TUD Logo

TUD Startseite » ... » Forschung » Usability-Labor » Laborausstattung

Professur MCI

Laborausstattung

Räumliche Ausstattung

Das Usability-Labor des Lehrstuhls Mensch-Computer Interaktion besteht aus einem Raum, der in einen Versuchsraum und einen Beobachtungsraum unterteilt ist. Die beiden Raumteile sind durch Glaswände voneinander getrennt, so dass auch eine akustische Trennung zwischen Versuchsraum und Beobachtungsraum entsteht. Im Versuchsraum finden die Untersuchungen statt, die per Videokamera aufgezeichnet werden können. Im Beobachtungsraum kann man die Untersuchungen durch spezielle Software (z.B. Morae) oder Hardware (Scan Converter) auf dem Bildschirm mitverfolgen.
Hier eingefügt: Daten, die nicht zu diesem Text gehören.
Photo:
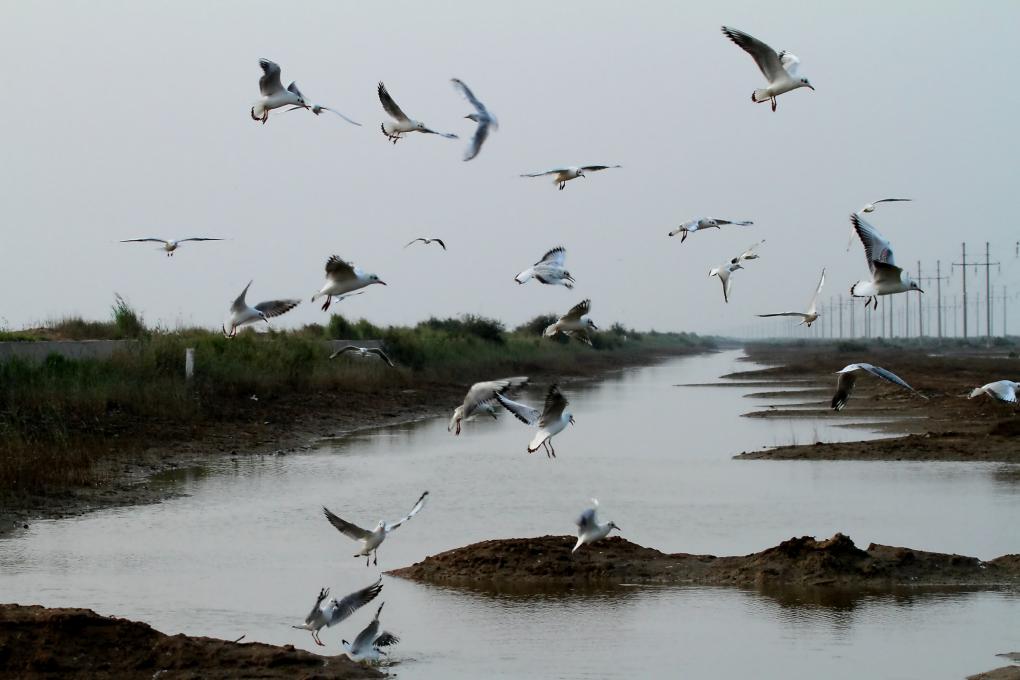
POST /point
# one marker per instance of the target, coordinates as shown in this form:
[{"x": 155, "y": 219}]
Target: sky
[{"x": 130, "y": 119}]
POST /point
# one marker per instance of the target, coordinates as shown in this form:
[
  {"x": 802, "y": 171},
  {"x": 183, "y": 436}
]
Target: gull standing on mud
[
  {"x": 552, "y": 420},
  {"x": 589, "y": 529},
  {"x": 273, "y": 94},
  {"x": 778, "y": 68},
  {"x": 333, "y": 612},
  {"x": 809, "y": 317},
  {"x": 886, "y": 278},
  {"x": 845, "y": 383},
  {"x": 481, "y": 116},
  {"x": 242, "y": 314},
  {"x": 342, "y": 278},
  {"x": 550, "y": 269},
  {"x": 481, "y": 399},
  {"x": 370, "y": 540},
  {"x": 562, "y": 175},
  {"x": 699, "y": 223},
  {"x": 402, "y": 123}
]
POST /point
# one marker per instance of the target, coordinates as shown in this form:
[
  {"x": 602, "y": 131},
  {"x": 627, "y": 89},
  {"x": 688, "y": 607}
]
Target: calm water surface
[{"x": 247, "y": 550}]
Weiterhin verfügt das Usability-Labor über die Möglichkeit, Interviews und Fokusgruppen durchzuführen.

Technische Ausstattung

Das Usability-Labor ist mit modernsten technischen Geräten und spezieller Software für Usability- und Accessibility-Untersuchungen ausgestattet. Die Gerätekonfiguration kann an die unterschiedlichen Untersuchungen angepasst werden, so dass auch sehr spezielle und anspruchsvolle Untersuchungen durchgeführt werden können. Hierdurch wird die detaillierte Aufzeichnung und somit eine präzise Analyse und Auswertung ermöglicht.

Hardware-Ausstattung

  • Jeweils ein Hochleistungsrechner mit Raidsystem im Beobachtungsraum und Versuchsraum
    Diese gewährleisten eine effiziente Datenerfassung und einen besseren Überblick über den Untersuchungsverlauf.
  • Unterschiedliche Kameras, Mikrophone in unterschiedlichen Ausführungen und Stative
    Das Labor verfügt über digitale und analoge, fest installiert und frei bewegliche Kameras in unterschiedlicher Größe. Weiterhin steht eine steuerbare Webcam mit eigenem Webserver zur Verfügung.
  • Sprachverbindung zwischen Versuchungsraum und Beobachtungsraum
    Über diese wird unter anderem eine Kommunikation zwischen Versuchsraum und Beobachtungsraum ermöglicht.
  • Scan Converter
    Scan-Converter ist ein spezielles Videobearbeitungsgerät mit deren Hilfe es möglich ist, Bildschirminhalte und die Aufnahme des Gesichts des Probanden in der Videoaufzeichnung zu kombinieren.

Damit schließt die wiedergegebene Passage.